Pagi ini Nadia mengawali harinya dengan senyuman cerah. Semoga yang terjadi kemarin bukan mimpi.
"Pagi, Sayang."
Baru saja gadis itu keluar dari kosnya, sang kekasih sudah membuat pipinya merah karena tersipu dipanggil sayang. Ia gemas sendiri melihat Zaid yang terkekeh karena sebutan yang sangat asing di bibir lelaki itu.
"Pagi jugaa!"
Sebelum Nadia menduduki jok penumpang, dengan berani ia mengecup pipi Zaid yang kebetulan tidak memakai helm. Gadis itu tertawa melihat respons kekasihnya yang membeku.
Mulai hari ini dan seterusnya, lelaki itu yang akan mengantar jemput Nadia (lagi).
Zaid menuntun Nadia masuk ke sebuah tempat makan yang cukup ramai. Keduanya akan sarapan bersama di sana. Bubur adalah sarapan yang mereka pilih sebelumnya.

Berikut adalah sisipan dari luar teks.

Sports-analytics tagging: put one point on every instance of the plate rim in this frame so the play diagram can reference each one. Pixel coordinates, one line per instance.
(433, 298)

"Kamu udah cerita ke Jevian, Nad?" tanya Zaid sambil menunggu pesanan bubur mereka.
"Belum. Kamu aja gih yang bilang. Btw, kamu gak cemburu lagi kan sama Jevian?"
Zaid menggelengkan kepalanya. Lelaki itu tersenyum. "Aku gak cemburu, Nad. He's your best friend, right?"
"Of course, he's like my brother actually."
"Kayaknya aku punya ide yang lebih bagus."
"Apa?" tanya Nadia.
"Jadi aku dapet bocoran dari si Amir, ini belum diinfoin ke semua mahasiswa, dia ngajuin proker Prom Night buat angkatan kita."
"Hah? Beneran? Seru dong!" kata Nadia dengan antusias.
Nadia tersenyum sambil berterima kasih ketika menerima pesanan yang diberikan penjual pada mereka.
"Kamu suka?"
"Of course! Aku udah lama gak ikut acara kayak gitu semenjak lulus SMA," katanya. "Prokernya bagus karena anak-anak yang lain pasti seneng bisa punya waktu bareng."
Zaid tersenyum, Nadia-nya memang hebat.
"Oke, Sayang. Aku bakal sampein pendapat kamu ke Amir. Supaya kami makin semangat jalanin prokernya."
Nadia terkejut ketika mengingat sesuatu. "Oh iya! Kamu juga pimpinan di HIMA kan? Ya ampun, aku baru sadar ternyata pacarku hebat banget!"
Lelaki itu terkekeh melihat Nadia yang memujinya dengan ekspresif.
"Semangat ya. Semoga bisa terealisasi prokernya. I support you."
"Pasti. Akan aku usahain karena di sana aku bakal kenalin kamu ke temen-temen aku sebagai pacar," ucap Zaid membuat gadis itu tersenyum.
"I can't wait!"
.
.
Sebulan telah berlalu dan hubungan Nadia berjalan lancar dengan Zaid. Lelaki itu benar-benar memperlakukannya dengan sangat baik. Setiap pagi Zaid akan mengajaknya sarapan di luar, atau kadang mereka akan memasak di kos Nadia.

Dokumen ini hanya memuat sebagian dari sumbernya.